Chipperfield’s ideas about the relationships between consumerism and design are definitive. “At least we have to think hard about what do we need. The question is: how much more do we want? The market depends on us wanting more. Growth is the only aspiration of the commercial market and there’s a contradiction because we know that we have to stop consuming more. From an economic point of view we’re told if we don’t buy more, the economy will collapse, so there’s an inner contradiction. So I think we just have to be much more cautious and more sustainable, and in terms of bringing it back to furniture, I think we just have to be a bit more careful about what we make and that those things have a lasting value. And as far as Driade is concerned, if we can make good things that people want, need: things which you would treasure as opposed to just consume, then I think there’s a clue in dealing with inevitable contradictions that exist now between our environmental concerns and this commercial system that we’ve invented.”

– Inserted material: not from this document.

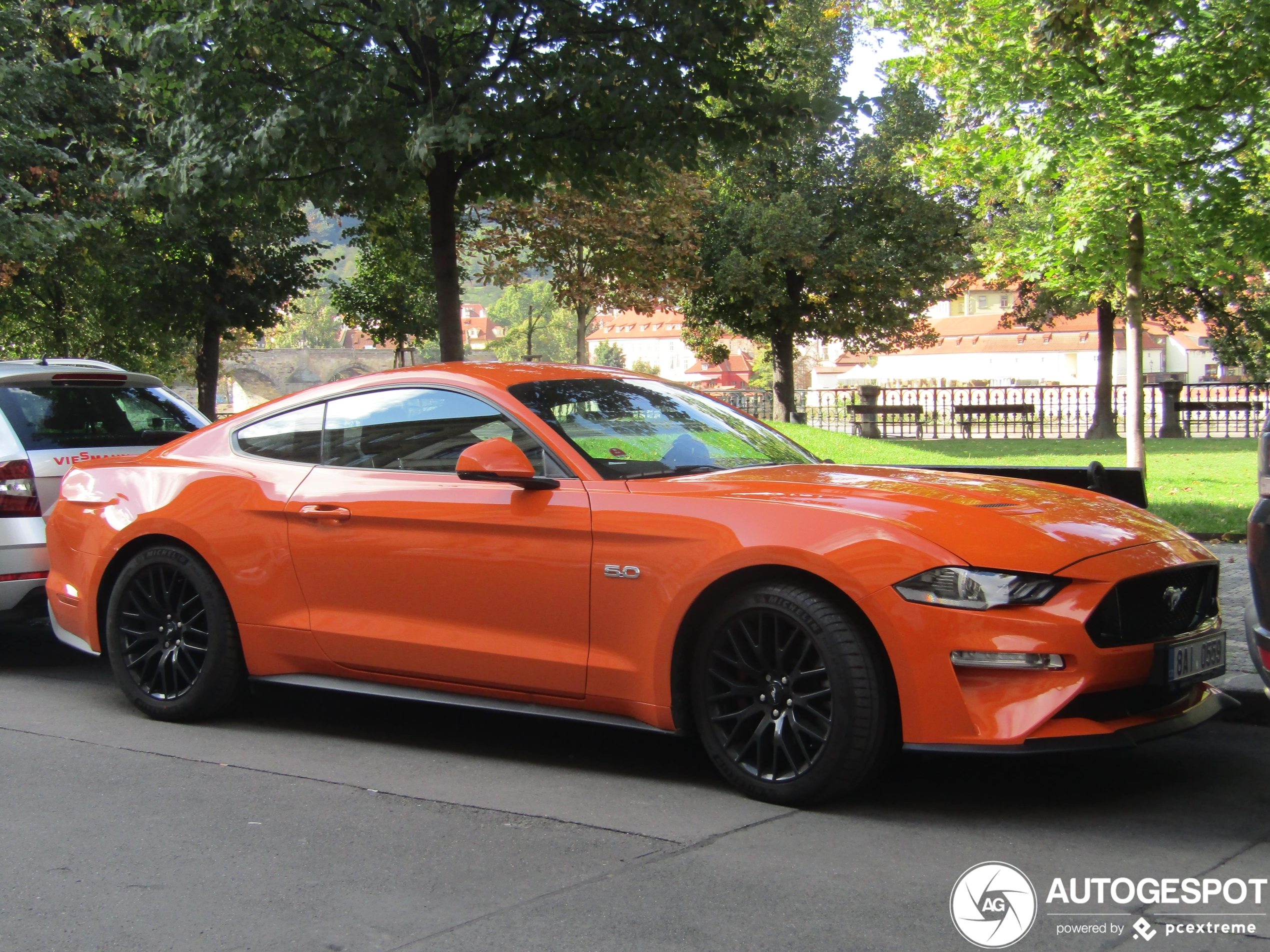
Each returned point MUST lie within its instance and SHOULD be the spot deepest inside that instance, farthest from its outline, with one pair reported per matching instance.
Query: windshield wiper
(678, 471)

Does this mean that we should stop creating new objects? “There’s too much stuff and we’re buying too much, making too much, selling too much. That doesn’t mean that we don’t sell anything. People are eating too much, but that doesn’t mean they shouldn’t eat at all. They should just eat more carefully, less and with more discipline.”

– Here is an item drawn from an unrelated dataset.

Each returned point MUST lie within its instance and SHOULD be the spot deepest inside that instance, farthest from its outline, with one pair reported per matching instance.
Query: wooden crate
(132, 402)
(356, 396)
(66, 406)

We then exchange a few words with Stefano Core, CEO of Driade. His vision for the future of the Italian brand meets an intelligible vision of the future of Made in Italy too. Core is enthusiastic when he says, “the Italian brand is never an end in itself. In Italy, the brand always comes after the product. Italian artisans and designers do not create just beautiful designs, but real objects, using their hands. We have a great creative ability as well as construction capabilities, and the brand is always a consequence of the product, it comes after.”

When he considers the role of the objects in the market, his vision is in perfect alignment with Chipperfield's. “A product brings an energy; it should tell a story, a bit like a person. Each of us has to have a reason why we’re in this world, and it’s the same for products. If I want to buy yet another cover for my phone, yet another pen, yet another piece of design, this object must have a reason. This reason may be the price (cheap or free) or a profound value. The products must therefore have a unique and excellent integrity. And the products made in Italy have these characteristics.”